Tuesday, October 9, 2012

How the U.S. Quietly Lost the IED War in Afghanistan

U.S. Army Pfc. Shawn Williams is evacuated after being injured by a roadside bomb in Kandahar Province on Jun. 17, 2011. Credit: DoD photo
U.S. Army Pfc. Shawn Williams is evacuated after being injured by a roadside bomb in Kandahar Province on Jun. 17, 2011. Credit: DoD photo
WASHINGTON, Oct 9 2012 (IPS) - Although the surge of “insider attacks” on U.S.-NATO forces has dominated coverage of the war in Afghanistan in 2012, an even more important story has been quietly unfolding: the U.S. loss of the pivotal war of improvised explosive devices (IEDs) to the Taliban.

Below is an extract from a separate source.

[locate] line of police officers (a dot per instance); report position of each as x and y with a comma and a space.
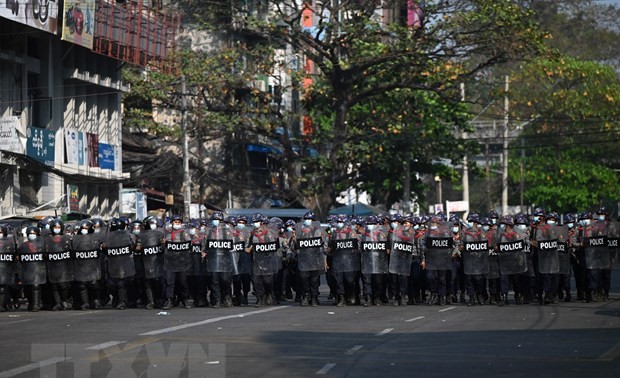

Some news outlets have published stories this year suggesting that the U.S. military was making “progress” against the Taliban IED war, but those stories failed to provide the broader context for seasonal trends or had a narrow focus on U.S. fatalities. The bigger reality is that the U.S. troop surge could not reverse the very steep increase in IED attacks and attendant casualties that the Taliban began in 2009 and which continued through 2011.
Over the 2009-11 period, the U.S. military suffered a total of 14,627 casualties, according to the Pentagon’s Defense Casualty Analysis System and iCasualties, a non-governmental organisation tracking Iraq and Afghanistan war casualties from published sources.